See https://github.com/w3c/csswg-drafts/issues/7961, which details some of the problems, including genuine and currently irreconcilable ambiguities, and goes into attempting to make it work by adding convoluted and complex rules and arbitrary lookahead in a way that I really strongly hope gets nixed because it’s awful. (And they’re really only trying to do this because they resolved to make & optional in #7834, which I think was where things started going wrong.)
Sorry, all the irreconcilable ambiguities are conflicts with other, not-yet-accepted proposals, with one exception, a conflict with JS tools that use JSON to spit out CSS. I'd argue that there are other syntax options for those other not-yet-accepted proposals, and this is likely to be a more-used feature than any I saw. And forcing some poorly-designed JS tools to come up with a minor workaround just isn't something I care about.
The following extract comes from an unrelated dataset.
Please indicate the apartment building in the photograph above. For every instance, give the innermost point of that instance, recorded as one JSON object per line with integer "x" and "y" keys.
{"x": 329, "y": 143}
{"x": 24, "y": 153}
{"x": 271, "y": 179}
Is there any conflict with anything that exists in the standard right now?
The parsing time issue is "in the standard now". Even if no rule today matches `property: value { something in brackets }`, that's still at least three tokens (`property`, ':', 'value') to read before bailing out at a bad "property" because values "shouldn't" have things in brackets. (You can build examples with complex CSS selectors where it becomes way more than 3 tokens, as well.)
CSS was designed to be "forgiving" of malformed input, so there's generally no "early" bailout the parser can make, even if it doesn't think it knows which property you are talking about and has a whitelist of specific properties it supports.